La ricerca è stata condotta da studiosi inglesi
del British Antarctic Survey (BAS), della Open University e dell’Università di Bristol..
Durante questo periodo caldo, il livello del mare doveva essere circa 5 metri più alto di oggi. Se fossimo in grado di determinare con precisione quanto la temperatura era più calda in passato nelle regioni polari, potremmo fare previsioni su quanto lo scioglimento dei ghiacci contribuirà in futuro all’innalzamento del livello dei mari, una delle conseguenza più temute, visti gli alti livelli demografici delle coste.
Una conseguenza che potrebbe essere più vicina di quanto ipotizzato perché nel mare artico lo scioglimento dei ghiacci della Groenlandia sembra avere assunto una progressione geometrica, tanto che una testata televisiva italiana, si spera equivocando, ipotizza un innalzamento dei mari fino a 70 metri
Solo in tempi recenti, circa diecimila anni fa, l’Antartide è diventato così come lo conosciamo noi e da allora non è cambiato molto, almeno fino ad oggi. Tutto questo non ci toglie dalla responsabilità che abbiamo nell’accelerazione di questi processi di cambiamento, che vanno solo a nostro svantaggio. Il cosiddetto “fattore antropico”, l’uomo che contribuisce all’innalzamento della temperatura, è confermato dagli ultimi studi dell’IPCC, l’International Panel on Climate Change.
E tra queste responsabilità c’è sicuramente che nel 2008 sono stati distrutti circa 1,3 milioni di ettari di foreste della sola foresta amazzonica brasiliana.
Ssecondo l’Istituto Nazionale brasiliano di Ricerche Spaziali (Inpe) i primi dati del 2009 segnalano che il fenomeno sta continuando con la stessa intensità.
Il fenomeno della deforestazione non riguarda soltanto l’Amazzoni, ma coinvolge con grande intensità anche Indonesia, Malesia, Congo e ogni paese tropicale.
Negli ultimi 20 anni infatti sono andati distrutti 250 milioni di ettari di foreste tropicali, più di 8 volte l’estensione dell’Italia
.I dati sono emersi nel corso della Giornata di studio sul degrado globale delle foreste promossa a Roma dall’Ispra.
Secondo dati Fao, il fenomeno interessa quasi 13 milioni di ettari l’anno e per l’85% è concentrata nei Paesi tropicali.

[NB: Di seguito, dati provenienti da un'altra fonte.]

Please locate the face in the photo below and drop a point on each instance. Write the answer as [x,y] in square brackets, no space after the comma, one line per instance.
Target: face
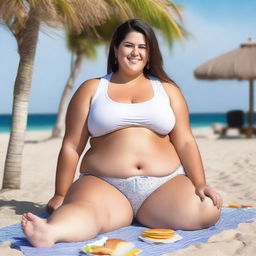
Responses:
[132,53]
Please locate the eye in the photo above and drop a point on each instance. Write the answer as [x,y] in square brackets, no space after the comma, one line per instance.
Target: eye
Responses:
[128,45]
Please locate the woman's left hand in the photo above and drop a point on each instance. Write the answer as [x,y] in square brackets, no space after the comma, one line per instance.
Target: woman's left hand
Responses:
[204,190]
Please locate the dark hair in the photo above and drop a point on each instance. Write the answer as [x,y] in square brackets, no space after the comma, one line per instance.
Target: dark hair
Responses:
[155,63]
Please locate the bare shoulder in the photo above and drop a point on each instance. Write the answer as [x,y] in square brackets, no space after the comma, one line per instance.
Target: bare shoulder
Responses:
[173,91]
[89,86]
[87,89]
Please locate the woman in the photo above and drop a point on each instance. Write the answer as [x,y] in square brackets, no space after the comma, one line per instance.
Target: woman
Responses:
[143,161]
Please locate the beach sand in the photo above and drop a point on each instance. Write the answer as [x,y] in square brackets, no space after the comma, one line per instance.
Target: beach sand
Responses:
[230,166]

Le foreste pluviali tropicali, è stato ricordato, sono un habitat importante per migliaia di specie migratorie e sostengono almeno il 50 % delle specie terrestri e un numero smisurato di culture indigene. Inoltre, esse immagazzinano fino a 200 tonnellate ad ettaro di carbonio nella sola biomassa, più di ogni altro tipo di foresta e, al tempo stesso, restituiscono una grande quantità di ossigeno.

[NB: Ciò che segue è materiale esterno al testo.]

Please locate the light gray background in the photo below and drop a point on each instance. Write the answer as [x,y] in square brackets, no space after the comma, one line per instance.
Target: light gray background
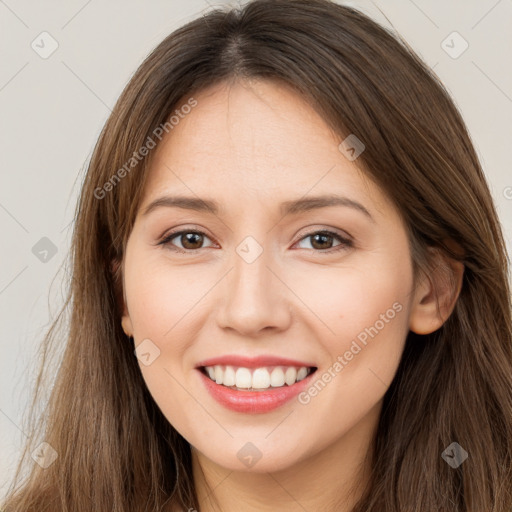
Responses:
[52,111]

E ancora. Secondo il Global Environment Outlook dell’Unep, ogni anno sono distrutti circa 6 milioni di foreste tropicali pluviali, con tendenze diverse da regione a regione: il Sud-Est Asiatico registra i maggiori tassi di deforestazione, seguito dall’Africa e dall’America latina ed almeno altri 2 milioni di ettari sono soggetti a gravi fenomeni di degrado.
Secondo un recentissimo studio del 10 novembre scorso condotto nella South Dakota State University, che utilizza immagini satellitari ad alta definizione, il 40 %delle foreste del Borneo indonesiano, pari a ben 21 milioni di ettari, un’estensione due terzi dell’Italia, sono state cancellate negli ultimi 15 anni.
Ed il primo imputato di questa catastrofe ambientale è il commercio illegale di legname.